C’est ce qui, en fin de compte, a permis une reprise partielle ainsi qu’une traction et un élan renouvelés pour poursuivre un programme bilatéral plus ambitieux. Le DHS est devenu un nouvel acteur clé dans la relation et le Mexique et les États-Unis se sont engagés dans un niveau sans précédent de partage de renseignements, par exemple en partageant les listes de passagers de tous les avions volant dans l’espace aérien mexicain et les individus sur les listes de surveillance, empêchant ainsi « l’achat de visa » (individus refusés un visa pour les États-Unis essayant d’en obtenir un pour entrer au Canada ou au Mexique) et mettre en œuvre des programmes de voyageur de confiance. La coopération entre militaires a commencé à progresser, quoique lentement, au point que quelques années plus tard, des liaisons de l’armée mexicaine, de l’armée de l’air et de la marine avaient été affectées en permanence au quartier général du NORTHCOM à Colorado Springs. Les discussions sur la gestion des pandémies (qui ont si bien servi les pays en 2009 avec le H1N1) ou la perturbation des chaînes d’approvisionnement régionales essentielles pour les trois voisins nord-américains sont nées de ce changement de paradigme.

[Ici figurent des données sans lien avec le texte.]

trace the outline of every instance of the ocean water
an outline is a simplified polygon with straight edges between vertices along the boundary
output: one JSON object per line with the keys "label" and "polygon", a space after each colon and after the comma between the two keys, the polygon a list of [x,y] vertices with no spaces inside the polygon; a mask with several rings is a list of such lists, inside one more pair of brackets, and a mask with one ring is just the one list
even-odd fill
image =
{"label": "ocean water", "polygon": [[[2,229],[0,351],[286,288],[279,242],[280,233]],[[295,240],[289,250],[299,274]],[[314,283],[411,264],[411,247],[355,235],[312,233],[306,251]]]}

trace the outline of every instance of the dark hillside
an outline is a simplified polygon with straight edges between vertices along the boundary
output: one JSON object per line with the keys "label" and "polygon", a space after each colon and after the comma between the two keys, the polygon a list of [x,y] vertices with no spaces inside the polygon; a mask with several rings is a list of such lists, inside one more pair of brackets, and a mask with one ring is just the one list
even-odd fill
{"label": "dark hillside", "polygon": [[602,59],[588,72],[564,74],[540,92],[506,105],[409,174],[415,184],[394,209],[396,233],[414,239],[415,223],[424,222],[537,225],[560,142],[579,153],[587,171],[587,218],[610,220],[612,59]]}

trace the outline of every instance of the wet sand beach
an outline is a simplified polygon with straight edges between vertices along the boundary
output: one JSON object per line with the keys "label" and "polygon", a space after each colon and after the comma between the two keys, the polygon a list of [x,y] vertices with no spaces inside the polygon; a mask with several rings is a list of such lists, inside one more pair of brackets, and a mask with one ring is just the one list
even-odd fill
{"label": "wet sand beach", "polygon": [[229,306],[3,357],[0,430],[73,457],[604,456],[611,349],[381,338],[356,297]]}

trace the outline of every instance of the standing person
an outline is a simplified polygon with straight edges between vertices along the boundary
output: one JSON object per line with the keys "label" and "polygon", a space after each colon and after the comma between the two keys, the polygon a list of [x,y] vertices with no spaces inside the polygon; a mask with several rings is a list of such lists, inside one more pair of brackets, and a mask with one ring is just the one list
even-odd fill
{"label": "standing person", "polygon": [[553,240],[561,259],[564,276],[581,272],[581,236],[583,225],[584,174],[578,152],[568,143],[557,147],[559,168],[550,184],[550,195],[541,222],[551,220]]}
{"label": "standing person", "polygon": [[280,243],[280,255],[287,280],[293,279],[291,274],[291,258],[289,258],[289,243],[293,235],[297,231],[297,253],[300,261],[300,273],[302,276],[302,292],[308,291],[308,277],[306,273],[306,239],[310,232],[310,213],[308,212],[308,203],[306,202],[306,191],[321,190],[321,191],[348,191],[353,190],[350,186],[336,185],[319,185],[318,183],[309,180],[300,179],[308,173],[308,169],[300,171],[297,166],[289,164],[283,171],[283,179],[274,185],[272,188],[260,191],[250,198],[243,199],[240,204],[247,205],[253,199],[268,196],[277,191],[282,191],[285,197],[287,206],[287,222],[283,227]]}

Sans aucun doute, il reste encore beaucoup à faire pour tirer parti de la promesse d’une relation véritablement stratégique entre le Mexique et les États-Unis que les attentats terroristes du 11 septembre ont imposée aux deux nations. Pour commencer, le Mexique ne peut pas continuer à être une réflexion stratégique après coup ou à tenir pour acquis par les intérêts de la sécurité nationale et de la politique étrangère des États-Unis – comme il est resté au 21e siècle malgré une plus grande prise de conscience de son importance en matière de sécurité pour les États-Unis. Et Washington et Mexico – et en fait Ottawa aussi – doivent améliorer la connaissance du domaine commun nord-américain à tous les niveaux, qu’il s’agisse de nos efforts continus pour garantir que le sol mexicain et la frontière américano-mexicaine ne soient pas utilisés par des nations rivales ou des acteurs non étatiques pour menacer ou saper la sécurité intérieure aux États-Unis ou notre engagement sur toute une série de fronts : le crime organisé transnational ; la cyber-sécurité; les flux de transmigration ; la sécurité, l’efficacité et l’indépendance énergétiques de l’Amérique du Nord; ou les ressources en eau à la frontière.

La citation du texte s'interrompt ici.